From the notes of Ambassador Libor Sečka:

 “It’s awfully cold there, with a deafening roar and the wind battering you from all sides –but it’s damn beautiful”. This is what I was told to expect when taking of in the famous de Havilland Tiger Moth aircraft by Howard Cook, a flying instructor for historical aircraft. The specimen that friends from the Cambridge Flying Group prepared for me had served in the Royal Air Force (RAF) from July 1939 until the end of 1955. It was given the serial number N6946, and it’s known that at least 14 Czechoslovak war pilots flew or trained on it. This light biplane was used mainly for training purposes, but also for rapid transport, and was part of the No 24 Squadron at the airfield in Hendon, not far from London. In the information sent to us by Andrew Wood, an aviation enthusiast and initiator of the whole event, we saw that instead of bearing a name or number, there is only the abbreviation EI. The author had no doubt that these letters would be understood, because they are used extensively and as a matter of course. This kept running through my mind, so I started searching for an explanation. I finally found one on the internet. The Tiger Moth (N6946 in the RAF) was called Echo India, which also was part of its identification code, G-AOEI. So, up to the grey Cambridge skies I was to be carried by Echo India! 

The weather is favourable. It is windy, but not so much as to endanger the flight. The sun creeps through the cracks in the clouds. “Hurricane Sabina won’t arrive until Sunday, we’re lucky," says my pilot, 77-year-old Ian Glenn, an experienced veteran of the club. We spool our way into the plane. My colleague Colonel George Niedoba and pilot Peter Hughes are doing the same on the second Tiger Moth parked to our right. The ever-present Howard Cook with his black sunglasses and flattering flat cap carries out the necessary checks and then gives the propeller a spin. The engine sputters to a start. After a mandatory two minutes to warm up, both machines weave across the green expanse of ​​the airfield and runway towards our starting position. “Cambridge Transport, Cambridge Transport, G-AOEI is ready for take-off”, I hear in my headphones. “There is no turning back”, I think to myself and close my eyes. The plane starts hurtling forward. For a moment it seems to leap merrily across the grass, and then it soars into the sky.

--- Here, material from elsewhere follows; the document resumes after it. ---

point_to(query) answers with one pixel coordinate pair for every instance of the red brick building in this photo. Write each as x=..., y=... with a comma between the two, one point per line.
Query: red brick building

We are flying. Ian quickly asks how I’m feeling. I am not vomiting. Our course is taking us towards the airfield in Duxford. It was here that on 17 August 1940 the famous 310th Czechoslovak Fighter Squadron was recognized as combat-ready. This year we celebrate the 80th anniversary of that event.

At the Cambridge City Cemetery I catch sight of the eroding grave of Flight Lieutenant Bohuslav Eichler. A man who understood my Echo India along with other British aircraft very well. Unfortunately, he died in a crash in January 1945 in a Mosquito B while returning from a night raid on Berlin. We paid our respects to him this morning. As well as to two other airmen, Sergeant Karel Hájek and Warrant Officer František Raška. Cambridge was behind us. The proximity of the second aircraft, which at times strikes me at too close, is making me nervous. We’re flying at an altitude of 2,000 feet (about 610 meters) and at a speed of 80 miles per hour (just over 100 km per hour). Howard Cook was right about everything. The oncoming gusts of wind rock our Tiger Moth but the machine stays on track and bravely proceeds forward. At the airfield in Duxford there is now an aviation museum. Passenger and military historical aircraft are lined up at the edge of the runway, giving the impression of an children’s collection of model planes. I recall the story of two Czechoslovak ground personnel, Leading Aircraftman Jaroslav Zavadil and Aircraftman Second Class Benedikt Pohner, who lost their lives here during the German bombing in February 1941. In the afternoon we head to their graves in the village of Whittlesford, where we also pay homage to Private Samuel Jaďuď, a soldier of Slovak nationality. The pilot of the fellow “yellow butterfly” waves to us and is lets the wind carry him away. Colonel Niedoba disappears alongside him. Finally. We remain alone. Ian points out villages and churches. We’re approaching central Cambridge. The views of the Church of St Mary the Great and King’s College Chapel are breathtaking. It’s too bad we can’t hover for a while here in the air. In a battle with the wind, I attempt some aerial photography. Fortunately, Howard Cook had fastened the camera to my wrist. After twenty minutes in the air, we land happily at the base. The adventure is over. The incredible experience indelibly remains. I was given the opportunity to travel against the tide of time to the era of wartime airmen. It was well worth it.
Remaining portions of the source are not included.